Un nouveau massacre au Darfour

AP/ABD RAOUF - Convoy de tropas gubernamentales en el pueblo de Tabit, en la región norte de Darfur en Sudán
AP/ABD RAOUF - Convoi de troupes gouvernementales dans le village de Tabit, dans la région du Darfour Nord au Soudan

C'est Noël et les massacres ne faiblissent pas dans au moins trois endroits : l'Ukraine, Gaza et le Soudan, le pays dont je veux parler aujourd'hui. Je n'ose pas utiliser le mot génocide sans que les institutions internationales compétentes n'en déterminent l'existence. 

C'est un terme trop grave pour être utilisé sans la rigueur nécessaire, et pourtant il a récemment refait surface avec une facilité étonnante à propos de ce qui se passe à Gaza et aussi au Darfour, une région de l'ouest du Soudan à laquelle les États-Unis l'ont appliqué il y a maintenant vingt ans. Aujourd'hui, les massacres dans ce pays misérable se répètent.

Lorsque le dictateur Omar al-Bashir, qui avait soutenu les viols, les pillages et les crimes des milices musulmanes Janjaweed au Darfour au début du siècle, a été renversé par un coup d'État en 2019 et est toujours en prison à Khartoum (la Cour pénale internationale attend toujours de le juger), une lueur d'espoir s'est ouverte pour le Soudan, mais le gouvernement civil a rapidement été mis à l'écart par deux chefs de guerre, le général al-Burhan, qui contrôle les forces armées, et le général Hamadan (connu sous le nom de Hemedti), qui contrôle les Forces dites de soutien rapide, héritières des milices criminelles janjawids. Le premier bénéficie du soutien de l'Égypte voisine, qui lui fournit des armes, et le second de l'appui de la Russie et des Émirats arabes unis, qui lui donnent également des armes en échange de l'or que le Soudan produit dans la région du Darfour.

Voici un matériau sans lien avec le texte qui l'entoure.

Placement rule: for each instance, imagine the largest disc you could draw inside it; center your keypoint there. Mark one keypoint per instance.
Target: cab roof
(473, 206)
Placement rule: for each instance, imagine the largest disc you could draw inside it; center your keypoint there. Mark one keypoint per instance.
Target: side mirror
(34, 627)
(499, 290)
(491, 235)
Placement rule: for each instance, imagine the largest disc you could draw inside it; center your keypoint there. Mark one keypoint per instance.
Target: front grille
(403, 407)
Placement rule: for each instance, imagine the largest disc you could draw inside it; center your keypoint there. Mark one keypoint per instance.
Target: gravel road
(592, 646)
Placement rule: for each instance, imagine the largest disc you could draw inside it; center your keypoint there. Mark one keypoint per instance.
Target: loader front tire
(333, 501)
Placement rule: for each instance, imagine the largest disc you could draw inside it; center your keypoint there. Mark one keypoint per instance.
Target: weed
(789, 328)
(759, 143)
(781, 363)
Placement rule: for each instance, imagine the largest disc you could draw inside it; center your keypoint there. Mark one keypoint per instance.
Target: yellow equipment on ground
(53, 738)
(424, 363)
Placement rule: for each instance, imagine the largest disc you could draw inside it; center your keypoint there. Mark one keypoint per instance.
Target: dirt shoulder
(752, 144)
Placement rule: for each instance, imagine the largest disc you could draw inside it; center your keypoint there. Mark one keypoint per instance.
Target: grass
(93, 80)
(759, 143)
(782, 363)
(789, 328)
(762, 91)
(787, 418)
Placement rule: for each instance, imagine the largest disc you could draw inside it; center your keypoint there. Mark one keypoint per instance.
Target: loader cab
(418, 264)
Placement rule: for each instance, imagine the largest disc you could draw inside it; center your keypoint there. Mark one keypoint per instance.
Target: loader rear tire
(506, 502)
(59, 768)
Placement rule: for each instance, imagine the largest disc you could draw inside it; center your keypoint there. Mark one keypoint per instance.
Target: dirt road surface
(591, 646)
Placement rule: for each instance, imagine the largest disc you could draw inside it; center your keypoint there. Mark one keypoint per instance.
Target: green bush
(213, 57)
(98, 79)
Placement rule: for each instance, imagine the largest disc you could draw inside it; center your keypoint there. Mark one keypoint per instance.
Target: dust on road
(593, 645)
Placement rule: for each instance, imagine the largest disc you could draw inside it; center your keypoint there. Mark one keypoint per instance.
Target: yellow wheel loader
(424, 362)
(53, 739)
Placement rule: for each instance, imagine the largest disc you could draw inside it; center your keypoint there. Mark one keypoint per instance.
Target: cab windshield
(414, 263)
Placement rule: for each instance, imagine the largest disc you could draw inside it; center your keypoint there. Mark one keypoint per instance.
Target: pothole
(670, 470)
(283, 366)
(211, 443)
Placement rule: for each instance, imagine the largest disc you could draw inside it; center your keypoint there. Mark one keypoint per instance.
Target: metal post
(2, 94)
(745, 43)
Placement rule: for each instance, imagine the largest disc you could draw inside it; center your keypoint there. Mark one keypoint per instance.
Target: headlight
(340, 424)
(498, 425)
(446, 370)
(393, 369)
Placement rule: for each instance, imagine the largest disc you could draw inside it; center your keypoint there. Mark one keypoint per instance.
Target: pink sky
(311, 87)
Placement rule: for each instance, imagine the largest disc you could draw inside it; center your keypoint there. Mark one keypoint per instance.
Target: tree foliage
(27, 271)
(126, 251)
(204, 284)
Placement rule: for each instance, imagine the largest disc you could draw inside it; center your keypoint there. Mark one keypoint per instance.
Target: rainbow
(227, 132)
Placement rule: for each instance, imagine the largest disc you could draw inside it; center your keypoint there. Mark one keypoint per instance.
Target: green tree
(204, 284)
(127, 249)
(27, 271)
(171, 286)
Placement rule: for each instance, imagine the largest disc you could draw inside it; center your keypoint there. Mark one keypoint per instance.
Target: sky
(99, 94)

Au début, les deux hommes se comprenaient, volaient et partageaient comme de bons amis les richesses du pays qu'ils pillaient, mais des désaccords sont rapidement apparus et, en avril dernier, une querelle a éclaté entre eux, entraînant une guerre civile brutale qui appauvrit encore davantage un pays de 45 millions d'habitants où un tiers de la population vit en dessous du seuil de pauvreté, forçant des millions de Soudanais à chercher refuge dans les pays voisins ou à se déplacer à l'intérieur du pays en quête de sécurité dans des conditions atroces, puisque le Soudan, pays pauvre s'il en est, accueille jusqu'à un million de réfugiés en provenance de pays voisins encore plus malheureux, des personnes fuyant les conflits en Érythrée, au Yémen, en Syrie ou en Libye. Et, comme le dit l'adage, tout chien a une puce.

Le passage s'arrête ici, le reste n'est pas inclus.